The focus on increasing market share and revenues in US DCM continues and the bank is sticking to its target of a top 10 league-table position.
“We are leveraging our presence in US dollar debt markets in order to strengthen our DCM business in Europe and Asia. Also, we are developing a global sales and trading framework, developing competitive products and improving our business infrastructure,” said a senior Mizuho spokesperson. Key areas of focus include transaction banking, US structured finance and US non-investment-grade activities.
MUFG is undergoing a process of more closely integrating its commercial banking, trust banking and securities businesses as it seeks to build an origination-to-distribute approach and shift away from its loan-centric business model.

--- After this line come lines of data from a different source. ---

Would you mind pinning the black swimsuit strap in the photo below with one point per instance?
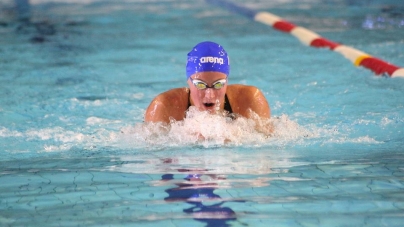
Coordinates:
(227, 105)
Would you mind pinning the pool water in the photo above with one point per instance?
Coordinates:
(77, 76)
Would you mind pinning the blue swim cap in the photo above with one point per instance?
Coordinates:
(206, 57)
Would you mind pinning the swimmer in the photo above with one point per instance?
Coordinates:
(207, 72)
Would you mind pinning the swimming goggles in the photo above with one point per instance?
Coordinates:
(200, 85)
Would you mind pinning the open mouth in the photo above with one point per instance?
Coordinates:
(209, 104)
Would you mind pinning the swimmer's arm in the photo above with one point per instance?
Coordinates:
(260, 111)
(157, 112)
(259, 104)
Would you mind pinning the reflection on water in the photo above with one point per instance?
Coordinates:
(195, 192)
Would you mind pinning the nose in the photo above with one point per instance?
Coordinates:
(209, 93)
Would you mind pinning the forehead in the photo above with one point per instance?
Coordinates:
(209, 76)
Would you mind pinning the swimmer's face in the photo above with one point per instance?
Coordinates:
(210, 98)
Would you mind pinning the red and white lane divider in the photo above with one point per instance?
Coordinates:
(310, 38)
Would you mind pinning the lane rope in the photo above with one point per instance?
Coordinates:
(310, 38)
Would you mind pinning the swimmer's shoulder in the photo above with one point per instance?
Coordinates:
(237, 91)
(170, 104)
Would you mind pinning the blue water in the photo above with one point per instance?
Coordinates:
(76, 78)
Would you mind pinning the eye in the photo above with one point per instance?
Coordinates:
(218, 85)
(200, 85)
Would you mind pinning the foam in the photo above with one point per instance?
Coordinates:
(198, 129)
(212, 130)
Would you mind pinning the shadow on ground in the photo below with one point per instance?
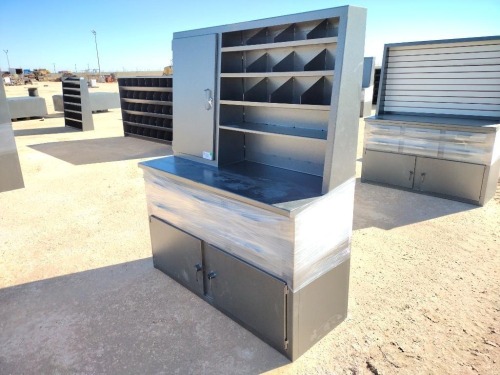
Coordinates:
(127, 318)
(90, 151)
(40, 131)
(387, 208)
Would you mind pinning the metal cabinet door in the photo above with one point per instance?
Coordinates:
(387, 168)
(453, 178)
(177, 254)
(193, 95)
(247, 294)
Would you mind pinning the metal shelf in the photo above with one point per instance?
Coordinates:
(276, 105)
(148, 114)
(137, 88)
(317, 73)
(295, 43)
(145, 101)
(148, 126)
(277, 130)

“We are working on enhancing product capabilities … and replacement of low-profitability assets with high profitability assets. It is a shift from a volume focus to a ROE focus approach. Although it will come with a temporary decrease in earnings, we must follow it through,” Nobuyuki Hirano, group CEO said at the fiscal half-year results presentation on November 16. On the earnings point, the group’s targeted ROE of 7%–8% in FY2020 is forecast to be significantly below the 9%–10% medium to long-term goal.
“We will leverage our status as a top-tier global debt house to help clients tap into new pools of liquidity, such as the Samurai market, while adopting a disciplined approach towards event finance and acquisition finance initiatives across Asia,” said Geoffrey Coley, international head of MUFG’s securities business.

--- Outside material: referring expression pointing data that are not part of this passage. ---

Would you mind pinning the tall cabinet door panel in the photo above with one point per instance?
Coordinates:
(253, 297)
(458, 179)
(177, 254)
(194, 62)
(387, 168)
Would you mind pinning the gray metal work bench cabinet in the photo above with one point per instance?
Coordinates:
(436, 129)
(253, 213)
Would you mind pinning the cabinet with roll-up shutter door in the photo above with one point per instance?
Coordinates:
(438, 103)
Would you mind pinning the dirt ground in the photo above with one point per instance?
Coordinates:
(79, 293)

“For the past three years, we’ve been in growth mode, launching a number of initiatives to build upon our group’s strong foundation and global reach. Even with this, our markets platform is still in the nascent stages of its evolution,” Coley said.
“Historically, we’ve been focused on corporates, and while they will continue to form our central core of clients, there is a huge opportunity for us to expand into financial institutions through our suite of origination, structuring and distribution capabilities.”
To do this on a global basis, the firm is blurring lines between entities. “The de-siloing of our Japanese and non-Japanese business units is a clear indication of our commitment to this,” Coley said. Since October 2018, global business lines have been headed by managers all over the world who have responsibility for the domestic Japanese business units as well as those outside Japan.
The Americas is a key growth area. In October, MUFG Union Bank acquired Intrepid Investment Bankers, a regional mid-market investment banking boutique based in Los Angeles. The firm is also focused on growing its leveraged finance business, where it recently led its initial Term Loan B transactions.
“Entry into this space strategically ties to our activity in the CLO market, having launched CLO warehousing in the past year, and building out our loan trading operations,” said Coley.
SMBC’s medium-term plan is focused on seven core business areas. In the CIB sphere, this includes an aspiration to increase market share in key global markets and strengthen sales and trading capability.
On the international front, group CEO Takeshi Kunibe said at the BofA Merrill Lynch Japan conference in September that the group is working to improve asset efficiency by rebalancing the business portfolio in favour of global products such as high-profit assets and project finance where the group has strengths. And like its rivals, promoting cross-selling is high up the list of priorities.
Among major international initiatives is a push not just to strengthen global products but to promote cross-selling to improve asset efficiency, and mid-to long-term growth in Asia. Like its megabank peers, SMBC is working to enhance relationships with corporate clients and offset lower interest income by pivoting to non-interest income to transform its profit structure.